Minnesotans voted in record numbers in the 2016 general election, with roughly 81 percent of registered voters casting a ballot. In contrast, only 294,797, or 7.43 percent of eligible voters, voted in the 2016 primary, according to the Pioneer Press. It was the lowest turnout for a primary election in the state since 1950.

If you’re like me, you had friends on both sides of the political spectrum who did not vote in the primary, but complained bitterly about the nominations of Donald Trump and Hillary Clinton. And, of course, when asked why they didn’t bother to vote, they gave the typical answer of, “Because they had the momentum and one vote doesn’t make a difference.”

I wonder how many millions of registered voters across the nation told themselves the same thing during the 2016 primary election?

I’ve also heard excuses about not voting in primaries for local elections. Usually they are along the lines of “Who cares?”

Considering that local candidates have a more direct impact on your life than any other office holder (and you have a greater impact in a local election than any other type of election), you should care.

You know that tax levy that goes up every now and then? That’s because the council’s budget calls for it. You know that permit you have to get to build on your property? That’s because the city and county have zoning laws and ordinances that specify what you can and can’t build. You know why that street by your house is closed? It’s because the council voted for the city’s recommendation to fix it.

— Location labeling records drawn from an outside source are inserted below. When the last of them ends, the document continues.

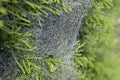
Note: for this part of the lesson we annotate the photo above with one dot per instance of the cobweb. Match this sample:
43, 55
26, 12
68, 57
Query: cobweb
56, 37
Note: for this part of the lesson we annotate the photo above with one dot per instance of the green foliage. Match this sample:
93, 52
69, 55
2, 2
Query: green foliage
96, 32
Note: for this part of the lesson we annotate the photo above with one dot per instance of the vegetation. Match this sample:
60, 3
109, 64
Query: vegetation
93, 59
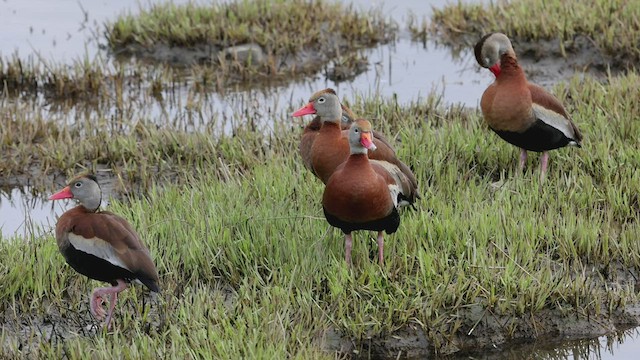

You know those articles about what the council and county board are doing; the ones where you leave comments complaining about what’s going on, but don’t actually care enough to show up to the meetings and address them about your concerns?

Well, at least you can do something by voting.

“But, I don’t like any of the candidates, I don’t have time, I’m not going to be in town, I don’t know where to go, blah blah blah.”

The truth is, no matter what your excuse, you really don’t have an excuse for not voting. Polls are open at 7 a.m. and close at 8 p.m., meaning you have ample time even if you work full-time. Absentee voting has been available for a while, so you can’t use the excuse of not being in the precinct on Election Day. If you don’t know about a candidate, you can find information on the Minnesota Secretary of State’s website. If you don’t know where to vote, see page 1.

Go out and do your civic duty.

If you don’t vote, you have no reason to complain.